Певец вскинул глаза и, импровизируя, пропел:
— Заткнись, ты, — одернула его Шейла. Певец вторил ее словам — там, там!
— Тогда спасибо вам, молодой человек, — сказал Эпштейн.
— Его зовут Марвин, — сказала Шейла. — Для твоего сведения.
— Спасибо, Мартин.
— Марвин, — сказал певец.
— Слышу я уже не так чтобы хорошо. Голди Эпштейн оторвалась от газеты:
— От сифилиса мозги мягчают.
— Что, что?
— От сифилиса мозги мягчают…
Эпштейна точно подкинуло.
— Это ты ей такое сказала? — заорал он на дочь. — Кто ей такое сказал?
Певец перестал щипать струны. Все молчали: сговорились против него. Он схватил дочь за плечи:
— Отца надо уважать, поняла?
Шейла вывернулась:
— Тоже мне отец!
Ее слова отбросили его назад — вызвали в памяти шутку, которую Ида Кауфман отпустила тогда в машине, ее коричневое платье, весеннее небо. Он перегнулся через стол, приблизил лицо к жене:
— Голди, Голди, посмотри на меня! Посмотри на меня, на Лу!
Голди снова уставилась в газету, но держала ее так далеко от носа, что Эпштейну было ясно: она не различает букв; оптометрист сказал, что вдобавок ко всему у нее еще ослабли глазные мышцы.
— Голди, — сказал он. — Голди, и что, страшнее меня уже нет преступника? Посмотри мне в глаза, Голди. Ну, скажи, когда это евреи разводились? Когда?
Голди посмотрела на него, потом на Шейлу.
— От сифилиса мягчают мозги. Я не буду жить с пакостником.
— Мы во всем разберемся. Пойдем к раввину…
— Он тебя не узнает…
— Но дети, что будет с детьми?
— С какими детьми?
Герби умер, а Шейла, Шейла стала чужой; Голди права.

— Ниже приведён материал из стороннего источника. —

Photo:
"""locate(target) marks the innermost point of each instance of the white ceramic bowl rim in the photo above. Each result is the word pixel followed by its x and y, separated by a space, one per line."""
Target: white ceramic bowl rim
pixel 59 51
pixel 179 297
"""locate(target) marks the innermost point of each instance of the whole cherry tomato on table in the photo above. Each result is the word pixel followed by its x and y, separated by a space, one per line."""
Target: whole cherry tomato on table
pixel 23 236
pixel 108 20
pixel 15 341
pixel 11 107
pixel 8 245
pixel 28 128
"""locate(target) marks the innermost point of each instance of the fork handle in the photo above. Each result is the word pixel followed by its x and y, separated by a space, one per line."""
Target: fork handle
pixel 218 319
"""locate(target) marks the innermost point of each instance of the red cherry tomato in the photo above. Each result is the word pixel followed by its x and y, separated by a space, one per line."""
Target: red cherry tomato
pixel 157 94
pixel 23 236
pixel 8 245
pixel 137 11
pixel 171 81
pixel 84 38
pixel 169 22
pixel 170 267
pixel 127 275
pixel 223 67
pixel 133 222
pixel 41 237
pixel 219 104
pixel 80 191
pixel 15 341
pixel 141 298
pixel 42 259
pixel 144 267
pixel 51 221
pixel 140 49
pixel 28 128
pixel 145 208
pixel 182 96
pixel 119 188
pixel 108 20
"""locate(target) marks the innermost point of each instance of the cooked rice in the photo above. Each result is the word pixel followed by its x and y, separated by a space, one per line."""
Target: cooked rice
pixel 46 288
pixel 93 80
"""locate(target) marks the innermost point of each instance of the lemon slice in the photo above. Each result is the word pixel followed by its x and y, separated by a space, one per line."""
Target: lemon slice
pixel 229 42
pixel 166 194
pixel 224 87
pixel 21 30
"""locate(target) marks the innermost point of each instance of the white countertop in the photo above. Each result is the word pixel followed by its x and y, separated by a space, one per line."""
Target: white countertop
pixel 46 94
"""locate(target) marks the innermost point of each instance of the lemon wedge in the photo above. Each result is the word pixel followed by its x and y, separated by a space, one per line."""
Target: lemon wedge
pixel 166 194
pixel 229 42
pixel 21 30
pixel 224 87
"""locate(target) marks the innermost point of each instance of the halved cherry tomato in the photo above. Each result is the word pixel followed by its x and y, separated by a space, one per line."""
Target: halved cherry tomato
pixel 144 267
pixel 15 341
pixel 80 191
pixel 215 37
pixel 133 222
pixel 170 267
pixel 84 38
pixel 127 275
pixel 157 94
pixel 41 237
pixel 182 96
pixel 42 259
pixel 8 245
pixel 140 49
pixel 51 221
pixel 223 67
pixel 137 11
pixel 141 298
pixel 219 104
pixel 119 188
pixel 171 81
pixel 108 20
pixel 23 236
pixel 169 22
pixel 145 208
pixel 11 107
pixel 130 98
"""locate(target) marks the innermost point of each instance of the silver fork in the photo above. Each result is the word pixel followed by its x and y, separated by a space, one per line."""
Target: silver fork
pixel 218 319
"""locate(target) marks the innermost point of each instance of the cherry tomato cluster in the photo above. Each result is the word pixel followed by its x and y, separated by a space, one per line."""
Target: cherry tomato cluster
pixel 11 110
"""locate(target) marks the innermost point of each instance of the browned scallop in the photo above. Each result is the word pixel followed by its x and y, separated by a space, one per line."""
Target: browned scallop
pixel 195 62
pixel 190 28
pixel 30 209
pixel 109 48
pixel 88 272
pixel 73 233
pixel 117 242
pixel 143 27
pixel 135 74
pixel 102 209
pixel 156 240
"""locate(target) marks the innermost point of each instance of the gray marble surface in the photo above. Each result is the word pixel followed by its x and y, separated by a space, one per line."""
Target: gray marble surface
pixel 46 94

— Дети взрослые, они сами о себе позаботятся, — сказала Голди. — Шейла захочет, так она уедет со мной во Флориду. Я думаю переехать на Майами-Бич.
— Голди!
— Не кричи, — сказала Шейла, ей не терпелось ввязаться в склоку. — Разбудишь Майкла.
Голди — подчеркнуто церемонно — адресовалась к дочери:
— Майкл уехал утром. Повез свою Линду на денек в их коттедж в Белмаре.
— В Барнегате, — буркнул Эпштейн, выходя из-за стола.
— Ты что это сказал? — взвилась Шейла.
— В Барнегате.
Эпштейн решил уйти из дому прежде, чем к нему пристанут с расспросами.
В закусочной на углу он купил себе газету, сидел в одиночестве, пил кофе, глядел в окно — люди тянулись к церкви. Мимо прошла смазливая шикса[77], в руке она несла белую круглую шляпку, вот она нагнулась, сняла туфельку — вытряхнула камешек. Заглядевшись на нее, Эпштейн облил рубашку кофе. Девичья попка под обтягивающим платьем была круглой, что твое яблоко. Он смотрел на нее, потом ударил себя кулаком в грудь — так, словно молился, — и раз, и два, и три.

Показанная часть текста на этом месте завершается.